上記のワーカースクリプトでは、新しいスレッドで実行される操作を処理する JavaScript ファイル "script.mjs" を指定しています。以下はscript.mjs です:

WorkerScript.onMessage = function(message) {
    // ... long-running operations and calculations are done here
    WorkerScript.sendMessage({ 'reply': 'Mouse is at ' + message.x + ',' + message.y })
}

ユーザーが矩形内のどこかをクリックすると、sendMessage() が呼び出され、script.mjsWorkerScript.onMessage() ハンドラがトリガーされます。このメッセージは、myWorkeronMessage() ハンドラによって受信される。

この例では、".mjs "という拡張子を持つECMAScriptモジュールを使用している。このスクリプトはimport文を使って他のモジュールの機能にアクセスすることができ、JavaScriptのストリクトモードで実行されます。

ワーカースクリプトに ".js" という拡張子がある場合は、プレーンな JavaScript ステートメントが含まれているとみなされ、非厳密モードで実行されます。

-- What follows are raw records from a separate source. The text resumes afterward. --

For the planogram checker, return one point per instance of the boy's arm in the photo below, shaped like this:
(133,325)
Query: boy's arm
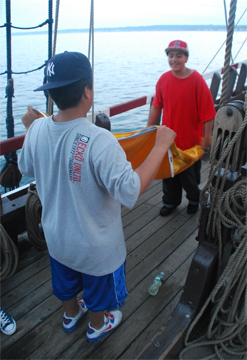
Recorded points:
(153,114)
(148,169)
(29,117)
(208,128)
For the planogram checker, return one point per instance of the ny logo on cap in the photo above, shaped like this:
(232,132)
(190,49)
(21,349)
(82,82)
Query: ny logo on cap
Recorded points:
(50,69)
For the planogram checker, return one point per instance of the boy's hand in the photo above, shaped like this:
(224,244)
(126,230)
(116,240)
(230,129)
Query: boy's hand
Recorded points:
(164,137)
(29,117)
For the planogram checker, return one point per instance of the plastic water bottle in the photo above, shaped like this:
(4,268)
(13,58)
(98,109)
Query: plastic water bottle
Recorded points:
(154,288)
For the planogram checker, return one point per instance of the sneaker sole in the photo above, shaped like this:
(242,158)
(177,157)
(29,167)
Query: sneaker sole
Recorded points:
(77,323)
(99,337)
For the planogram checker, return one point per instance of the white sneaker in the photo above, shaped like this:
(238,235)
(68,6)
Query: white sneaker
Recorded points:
(7,323)
(112,320)
(69,324)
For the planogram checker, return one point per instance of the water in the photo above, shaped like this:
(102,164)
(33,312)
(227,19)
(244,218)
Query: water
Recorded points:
(127,66)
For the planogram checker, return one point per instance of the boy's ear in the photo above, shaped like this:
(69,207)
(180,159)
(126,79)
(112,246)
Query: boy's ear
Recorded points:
(87,92)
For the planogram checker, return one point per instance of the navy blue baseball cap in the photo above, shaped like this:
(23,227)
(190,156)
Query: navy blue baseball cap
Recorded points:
(66,68)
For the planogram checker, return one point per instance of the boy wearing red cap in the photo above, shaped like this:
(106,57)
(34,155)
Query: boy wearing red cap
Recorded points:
(188,109)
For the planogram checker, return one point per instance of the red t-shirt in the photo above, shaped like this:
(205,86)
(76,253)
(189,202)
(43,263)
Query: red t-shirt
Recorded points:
(187,104)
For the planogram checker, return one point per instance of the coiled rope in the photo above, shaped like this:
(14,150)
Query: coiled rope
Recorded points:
(33,210)
(9,255)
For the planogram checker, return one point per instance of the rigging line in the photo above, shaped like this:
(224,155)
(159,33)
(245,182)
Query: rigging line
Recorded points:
(223,43)
(24,72)
(50,103)
(240,48)
(91,40)
(226,21)
(29,28)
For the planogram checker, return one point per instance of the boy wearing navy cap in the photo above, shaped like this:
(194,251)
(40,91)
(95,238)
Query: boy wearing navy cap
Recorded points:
(82,178)
(188,109)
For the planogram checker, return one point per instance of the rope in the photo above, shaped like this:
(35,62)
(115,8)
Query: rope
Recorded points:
(227,330)
(54,49)
(226,70)
(30,28)
(91,41)
(227,327)
(9,255)
(33,211)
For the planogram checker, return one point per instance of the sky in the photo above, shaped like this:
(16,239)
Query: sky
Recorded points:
(75,14)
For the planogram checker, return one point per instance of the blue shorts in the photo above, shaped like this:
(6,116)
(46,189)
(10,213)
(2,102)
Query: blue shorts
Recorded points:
(100,292)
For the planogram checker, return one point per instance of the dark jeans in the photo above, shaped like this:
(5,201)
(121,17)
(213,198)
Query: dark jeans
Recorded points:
(187,180)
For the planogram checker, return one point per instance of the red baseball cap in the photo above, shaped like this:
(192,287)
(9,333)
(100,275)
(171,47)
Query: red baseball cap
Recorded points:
(178,45)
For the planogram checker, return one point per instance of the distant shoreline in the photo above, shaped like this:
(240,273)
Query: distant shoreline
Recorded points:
(144,28)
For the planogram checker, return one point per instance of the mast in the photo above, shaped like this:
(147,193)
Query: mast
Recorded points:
(10,83)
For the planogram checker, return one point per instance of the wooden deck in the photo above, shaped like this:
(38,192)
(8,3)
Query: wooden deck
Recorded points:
(153,244)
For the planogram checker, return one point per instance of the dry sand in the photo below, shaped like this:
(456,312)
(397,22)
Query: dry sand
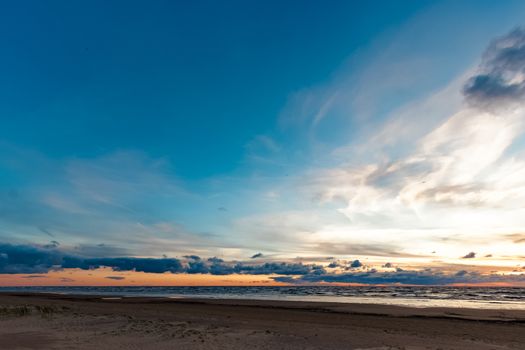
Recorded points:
(80,322)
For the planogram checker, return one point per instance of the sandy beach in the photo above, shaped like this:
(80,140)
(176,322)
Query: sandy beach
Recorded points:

注意: 各 WorkerScript 要素は、完全な分離とスレッドセーフを保証するために、個別の JavaScript エンジンをインスタンス化します。その影響でメモリ消費量が環境に対して高すぎる場合は、WorkerScript 要素の共有を検討してください。

制限事項

WorkerScript.onMessage() 関数は別スレッドで実行されるため、JavaScript ファイルはメインの QML エンジンとは別のコンテキストで評価されます。つまり、QMLに取り込まれる通常のJavaScriptファイルとは異なり、上記の例のscript.mjs はQMLアイテムのプロパティやメソッド、その他の属性にアクセスすることはできませんし、QQmlContext を通してQMLオブジェクトに設定されたコンテキストプロパティにアクセスすることもできません。

さらに、ワーカースクリプトとの間で受け渡しできる値のタイプにも制限があります。詳しくはsendMessage() のドキュメントを参照してください。

プレーンな JavaScript ソースであるワーカースクリプトは.import構文を使用できません。ECMAScript モジュールであるスクリプトは、import および export ステートメントを自由に使用できます。

プロパティ ドキュメント

ready : bool [read-only]

これは、WorkerScript が初期化され、WorkerScript.sendMessage() を介してメッセージを受信する準備ができているかどうかを保持します。


source : url

スレッド操作のためのWorkerScript.onMessage() ハンドラを実装する JavaScript ファイルの url を保持します。

urlのファイル名コンポーネントが".mjs "で終わっている場合、スクリプトはECMAScriptモジュールとして解析され、ストリクトモードで実行されます。そうでない場合は、プレーン・スクリプトとみなされます。


シグナル・ドキュメント

message(jsobject msg)

このシグナルは、sendMessage() の呼び出しによって、別のスレッドのワーカースクリプトからメッセージmsg を受信したときに発行されます。

注意: 対応するハンドラはonMessage です。


メソッド ドキュメンテーション

sendMessage(jsobject message)

与えられたmessage を別のスレッドのワーカースクリプトハンドラに送信します。他のワーカースクリプトハンドラは、onMessage() ハンドラを通してこのメッセージを受け取ることができます。

message オブジェクトは、以下の型の値のみを含むことができます:

  • boolean、数値、文字列
  • JavaScript オブジェクトと配列
  • ListModelオブジェクト(他のタイプのQObject*は許可されていません。)

すべてのオブジェクトと配列はmessage にコピーされます。ListModel オブジェクトを除き、message で渡されたオブジェクトに他のスレッドが変更を加えても、元のオブジェクトには反映されません。